# TwinCAT PLC Control: Doku zu FB oder PRG erzeugen



## ahds (5 Mai 2010)

Hallo Forum,

habe eine kurze Frage zu den Möglichkeiten von TwinCAT PLC Control (oder anderen Tools?) bzgl. Dokumentation:

Hier in meiner Firma schreiben wir öfter Funktionsbausteine (FBs) und eben ganze Programme, welche eine Schnittstelle anbieten. Alles wird übrigens in ST entwickelt.

Versuche ich nun mittels Project -> Document... aus TwinCAT PLC Control heraus die FBs o.ä. zu "dokumentieren" dann bekomme ich einen "Ausdruck". 

Da ich aus der richtigen Software-Entwicklungsecke komme ist mir das viel zu mager. Gibt es also Möglichkeiten, die Schnittstellen im ST-Code sauber zu dokumentieren um daraus sinnvolle Dokus zu erstellen? Oder kennt jemand Tools, die so etwas leisten?

Für jeden Tip dankbar,
ahds


----------



## Cerberus (5 Mai 2010)

Hallo ahds,

FBs in einer Lib kannst du dokumentieren, indem du bei der Variablendeklaration der Schnittstelle Kommentare anhängst.
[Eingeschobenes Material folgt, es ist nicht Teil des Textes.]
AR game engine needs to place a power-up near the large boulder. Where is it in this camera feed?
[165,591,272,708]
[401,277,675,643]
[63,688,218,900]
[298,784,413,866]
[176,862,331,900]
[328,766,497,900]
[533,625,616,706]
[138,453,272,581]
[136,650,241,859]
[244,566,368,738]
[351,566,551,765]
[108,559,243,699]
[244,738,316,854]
Diese werden dann in der Bibliotheksverwaltung angezeigt (siehe Anhang).


----------



## FrankVonWelt (31 Mai 2012)

Hallo,

dieser thread is schon bissl älter, aber mich würde das thema auch brennend interessieren.
Ich stelle mir als ergebnis etwas in der Art wie die MSDN von M$ vor 

Hat jemand Erfahrungen?
gibt es evtl Parser von Drittherstellern, durch die man exportierten strukturierten Text jagen kann?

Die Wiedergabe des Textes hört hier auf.